Robust robotic manipulation under degraded sensing requires combining hardware redundancy, model-based control, perception alternatives, and adaptive learning so systems remain precise when primary sensors degrade. Causes of degradation include environmental factors such as dust, low light, moisture, or temperature extremes; mechanical wear and cable faults; and occlusions during close manipulation. Consequences range from reduced task accuracy and increased cycle time in factories to safety risks in healthcare or field robotics, and mission loss in space or undersea operations. Human and cultural contexts matter: industrial settings can standardize redundancy more easily than low-cost consumer robots in homes, and territorial challenges like Arctic deployments intensify sensor failure modes.
Redundancy and sensor fusion
Maintaining precision often starts with redundancy and sensor fusion that weight remaining signals when one modality falters. Davide Scaramuzza University of Zurich and ETH Zurich has advanced visual-inertial approaches and advocated alternate sensors such as event cameras that preserve information under motion blur and low light, improving pose estimation when conventional cameras fail. Robert D. Howe Harvard University has emphasized integrating tactile and force sensing to complement vision; tactile inputs provide direct contact information that remains available during visual occlusion. Combining proprioceptive joint encoders, force/torque sensors, and multiple camera viewpoints reduces single-point failure impact and supports consistent end-effector positioning.
Control, adaptation, and learning
When sensing quality changes, controllers must compensate through robust and adaptive control. Naira Hovakimyan University of Illinois Urbana-Champaign has developed adaptive control frameworks that maintain stability and tracking despite unmodeled disturbances and degraded measurements, enabling continued precise manipulation.
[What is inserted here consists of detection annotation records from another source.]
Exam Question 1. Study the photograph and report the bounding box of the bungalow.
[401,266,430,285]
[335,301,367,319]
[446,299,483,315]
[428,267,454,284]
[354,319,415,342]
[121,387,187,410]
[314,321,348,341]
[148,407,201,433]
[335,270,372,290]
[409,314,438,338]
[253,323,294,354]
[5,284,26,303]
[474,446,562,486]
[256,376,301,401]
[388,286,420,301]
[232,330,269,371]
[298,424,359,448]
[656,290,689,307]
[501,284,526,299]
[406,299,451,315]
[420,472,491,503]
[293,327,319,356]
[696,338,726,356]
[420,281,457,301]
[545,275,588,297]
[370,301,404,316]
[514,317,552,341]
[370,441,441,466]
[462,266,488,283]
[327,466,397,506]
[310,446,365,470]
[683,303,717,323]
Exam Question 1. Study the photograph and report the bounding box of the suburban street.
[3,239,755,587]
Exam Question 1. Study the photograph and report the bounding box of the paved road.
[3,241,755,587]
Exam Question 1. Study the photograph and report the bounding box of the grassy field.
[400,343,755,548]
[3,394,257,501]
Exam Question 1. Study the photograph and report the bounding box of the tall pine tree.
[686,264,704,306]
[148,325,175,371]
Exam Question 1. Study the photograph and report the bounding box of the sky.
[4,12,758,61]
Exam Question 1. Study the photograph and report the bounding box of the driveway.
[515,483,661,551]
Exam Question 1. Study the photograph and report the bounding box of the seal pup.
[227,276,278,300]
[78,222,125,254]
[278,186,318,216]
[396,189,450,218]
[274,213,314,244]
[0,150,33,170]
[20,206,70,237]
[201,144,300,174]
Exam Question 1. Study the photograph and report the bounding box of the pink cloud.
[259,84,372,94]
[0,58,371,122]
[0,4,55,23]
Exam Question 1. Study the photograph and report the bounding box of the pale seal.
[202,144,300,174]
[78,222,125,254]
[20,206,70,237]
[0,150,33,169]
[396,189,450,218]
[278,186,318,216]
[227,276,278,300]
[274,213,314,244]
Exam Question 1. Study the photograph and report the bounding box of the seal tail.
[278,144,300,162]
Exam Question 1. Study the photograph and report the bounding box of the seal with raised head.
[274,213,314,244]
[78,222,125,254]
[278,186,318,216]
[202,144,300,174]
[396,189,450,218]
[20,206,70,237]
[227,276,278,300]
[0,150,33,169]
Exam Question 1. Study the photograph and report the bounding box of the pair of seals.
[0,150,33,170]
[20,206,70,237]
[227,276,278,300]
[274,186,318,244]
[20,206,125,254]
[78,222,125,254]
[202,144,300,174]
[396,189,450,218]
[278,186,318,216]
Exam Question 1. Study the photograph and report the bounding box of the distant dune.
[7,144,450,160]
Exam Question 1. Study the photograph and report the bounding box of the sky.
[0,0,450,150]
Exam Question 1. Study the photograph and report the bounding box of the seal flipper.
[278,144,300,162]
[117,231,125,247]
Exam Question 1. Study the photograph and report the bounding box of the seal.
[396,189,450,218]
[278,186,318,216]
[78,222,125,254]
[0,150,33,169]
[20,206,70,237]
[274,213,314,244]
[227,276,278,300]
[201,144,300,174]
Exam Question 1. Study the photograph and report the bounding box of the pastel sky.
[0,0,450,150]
Learning-based strategies add resilience by training policies that tolerate noisy or missing inputs; Sergey Levine University of California Berkeley and Pieter Abbeel University of California Berkeley have shown that end-to-end learning and domain randomization produce policies that generalize across sensor variations, while reinforcement learning complemented by model-based estimation recovers performance even when parts of the sensor suite intermittently drop out. Ken Goldberg University of California Berkeley has studied manipulation under uncertainty and shown that uncertainty-aware planning can trade speed for reliability to preserve task success.
Practical deployment blends these elements: hardware choices that suit the operating environment, diagnostic layers that detect sensor loss and reweight estimators, controllers that adapt gains or switch modes, and learned components that fill perceptual gaps. The interplay affects stakeholders differently: manufacturers can invest heavily in redundancy, while consumer devices may rely more on software adaptation. Environmental considerations such as salt corrosion or extreme cold demand specialized sensors and maintenance regimes. Together, these strategies help robots sustain precise manipulation when sensors degrade, protecting performance, safety, and mission outcomes.